How to Deal with Unwanted Advice as a Parent

How to Deal with Unwanted Advice as a Parent

Tips On How To Deal With Unsolicited Advice

Becoming a parent and getting unwanted advice go hand and hand like PB&J. Whether you like it or not, someone is going to have an opinion about your parenting style, how you're raising your kids, what you’re feeding them and what school you send them to. Whether this person is a random friend (who probably isn’t even a parent) or your mother in law, here are some helpful ways to deal with this type of person. We’ll start calling them the UAG--the  ‘unwanted advice giver’. 

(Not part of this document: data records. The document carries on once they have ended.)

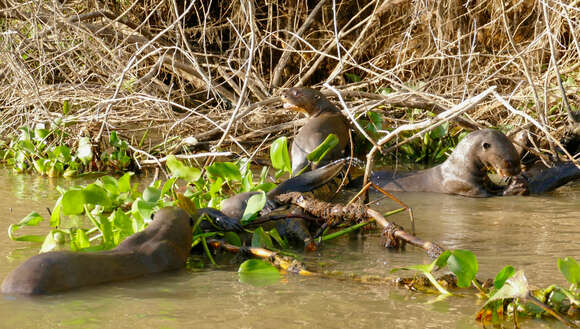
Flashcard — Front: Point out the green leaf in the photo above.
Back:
[132,199,156,222]
[40,230,66,253]
[306,134,338,163]
[252,226,274,249]
[241,191,266,225]
[161,177,177,197]
[206,162,242,181]
[224,232,242,247]
[436,250,451,272]
[50,195,62,227]
[70,229,91,251]
[493,265,516,290]
[62,100,70,115]
[143,186,161,203]
[83,183,111,206]
[109,208,135,244]
[77,137,93,165]
[100,176,120,196]
[109,131,121,147]
[166,155,201,183]
[8,211,44,242]
[118,172,133,193]
[270,136,292,173]
[268,228,290,249]
[238,259,280,286]
[34,125,48,141]
[447,249,478,288]
[52,145,72,163]
[483,271,529,307]
[558,257,580,285]
[62,189,85,216]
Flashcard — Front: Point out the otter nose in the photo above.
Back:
[504,159,521,176]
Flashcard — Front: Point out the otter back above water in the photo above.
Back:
[1,208,193,295]
[359,129,520,197]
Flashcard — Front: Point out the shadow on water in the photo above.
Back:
[0,169,580,328]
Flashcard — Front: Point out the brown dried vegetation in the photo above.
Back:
[0,0,580,167]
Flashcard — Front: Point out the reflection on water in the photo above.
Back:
[0,170,580,328]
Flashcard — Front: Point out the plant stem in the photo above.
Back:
[423,272,452,296]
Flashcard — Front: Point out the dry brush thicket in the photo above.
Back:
[0,0,580,165]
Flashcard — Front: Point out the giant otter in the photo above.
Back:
[362,129,520,197]
[1,208,193,295]
[282,88,349,175]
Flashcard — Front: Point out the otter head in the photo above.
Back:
[472,129,521,177]
[282,87,335,116]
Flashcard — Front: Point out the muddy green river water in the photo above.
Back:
[0,169,580,329]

Listen to Their “Concern”:

Is there a valid reason why this UAG is giving you advice? Is it something you should consider? If this person isn’t usually a UAG maybe they think they have some valuable advice they’re sharing with you and it could be worth listening to. Either way, give them the courtesy of listening and you be the judge of whether that advice was valuable or not. 

Pick Your Battles:

If your mother in law insists on your baby wearing a sweater because it’s “too cold for a baby” outside, even though it’s 75 degrees and beautiful, just let her have this battle. Is it worth the argument? Grab a light sweater and when you feel like it’s getting too warm, just take it off your baby without saying anything. Done and done.  

Avoid, Avoid, Avoid: 

If this UAG is trying to corner you to give you advice, just avoid them. Make an excuse to use the restroom, fake a phone call, or simply pretend you’re busy. Sometimes it’s easier to avoid the conversation with a repeat UAG than get cornered into a conversation.  

Be Prepared:

If this UAG is constantly bringing up the same issue, educate yourself and be prepared for your argument. Is she constantly telling you that you shouldn’t give your newborn a paci and you want to? Get your stats ready and share it with the UAG. Boom, you won. 

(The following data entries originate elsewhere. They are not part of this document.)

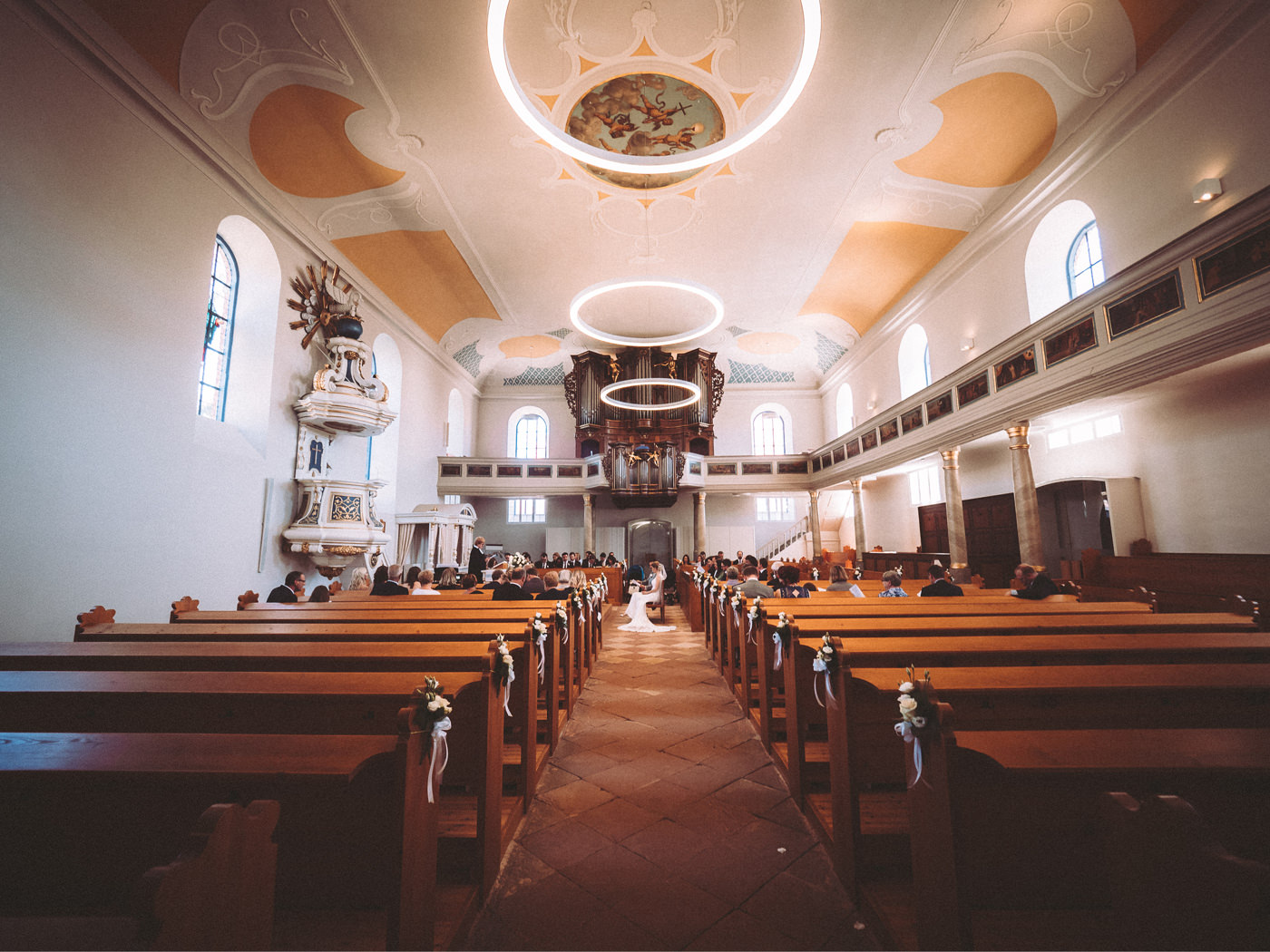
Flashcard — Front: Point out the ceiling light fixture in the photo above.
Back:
[486,0,820,175]
[1191,179,1222,204]
[600,377,701,413]
[569,278,723,347]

Use Your Pediatrician As Your Muscle:

If this UAG is constantly telling you that your baby should have XX amounts of formula a day, but you know they’re wrong, just ask your pediatrician and quote them. “My pediatrician said she should have UP to 32 oz a day, so she’s right on track, I don’t need to overdo it.” Conversation over. 

Have Your Response Ready:

Nothing will annoy a UAG more than you giving them the same response every time they give you unwanted advice. “This is what works for us.” And if they try again, just repeat the same thing, “This is what works for us,” and before you know it, they’ll be annoyed into silence. Boom, you won again.